During this project, I wondered about the implications of food having the capacity of reading our personal biometric data and analyzing it. Food could have the ability to access memory stored about what and how we eat. Today, diet culture is a heavy driving force in people’s lives, whereby some are so strongly affected by it that they develop eating disorders and seriously affect their mental and physical health. Current trackers like food-and-activity-tracking applications, FitBits, Apple Watches, and more, are double-edged swords, as they can help people better understand their health to them improve it but also cause them to become unhealthily obsessed by the numbers. A device embedded in technology providing direct, continuous feedback similar to what FitBits do could amplify this situation. Because of how personal the data shown would be, it can be much more accurate and precise on how certain foods affect your body. However, because of how much more personalized and accurate the information is, certain people may become more conflicted with how they interact with food, and further feed unhealthy food thoughts and habits.

Besides affecting our relationship to food, attaching technological devices onto our food raises ethical questions. Should we allow our food to collect invasive data about how our bodies change during food consumption? Should it be able to direct us towards “healthier” habits, as though it was coaching us like a nutritionist would? There is a lot of memory-tracking happening in our world today, and tracking yet another aspect of our lives could only serve to further overwhelm us with digitized data and drive us to rely on technology to remind us of our habits, instead of us making the effort of keeping track of our own practices.

Moreover, we tend to have highly memorable experiences with food, since they are multisensory interactions with reality with several more triggers to remembering them that could be activated.

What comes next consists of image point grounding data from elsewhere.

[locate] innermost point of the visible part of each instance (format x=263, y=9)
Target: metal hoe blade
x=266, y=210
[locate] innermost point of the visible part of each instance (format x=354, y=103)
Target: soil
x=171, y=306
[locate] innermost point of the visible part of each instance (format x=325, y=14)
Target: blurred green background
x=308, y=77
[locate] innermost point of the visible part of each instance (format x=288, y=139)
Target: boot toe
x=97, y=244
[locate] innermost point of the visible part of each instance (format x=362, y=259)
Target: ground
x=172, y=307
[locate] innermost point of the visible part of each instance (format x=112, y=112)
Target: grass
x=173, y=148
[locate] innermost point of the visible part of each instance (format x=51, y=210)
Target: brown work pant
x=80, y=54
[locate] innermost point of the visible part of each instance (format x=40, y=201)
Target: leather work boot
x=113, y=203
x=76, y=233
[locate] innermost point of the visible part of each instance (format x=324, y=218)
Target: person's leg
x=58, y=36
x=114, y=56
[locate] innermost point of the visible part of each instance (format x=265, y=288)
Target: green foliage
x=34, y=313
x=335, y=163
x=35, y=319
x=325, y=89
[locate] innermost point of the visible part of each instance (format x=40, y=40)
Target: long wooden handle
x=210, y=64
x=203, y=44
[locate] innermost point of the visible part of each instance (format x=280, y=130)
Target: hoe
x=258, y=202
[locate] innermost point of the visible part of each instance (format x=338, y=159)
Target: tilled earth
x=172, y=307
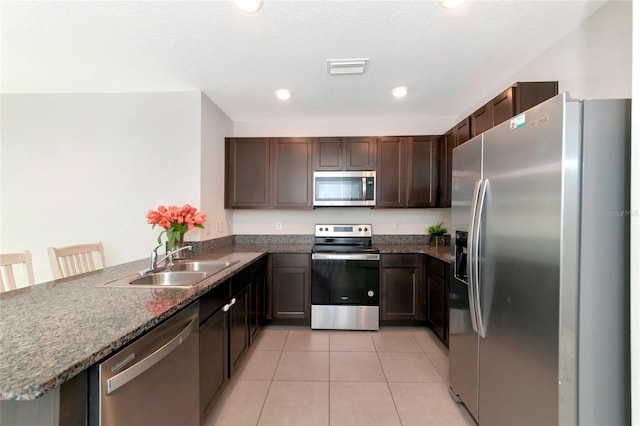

More specifically, such memories tend to be of meals shared with loved ones. Could a device tracking how and what we eat embedded in our food change our interactions with others we share meals with? Being able to better see the direct effects of certain foods on us can educate us and help us make healthier food choices. But when we crave fast food or high-caloric food with little nutrition value, could we become more driven to feel guilt and try our best not to eat them, or think about how badly they affect our bodies? As someone who knows people with eating disorders, I am aware that thinking about how food affects one’s body is an obsession for most that interfere with how they share moments with loved ones around food. Bonding through food --whether manifested in cooking or eating together, or preparing a dish for someone else-- is a beautiful time to share culture and express affection to loved ones. Further meddling with food so that we have easier access to how it biometrically changes us could interfere with that.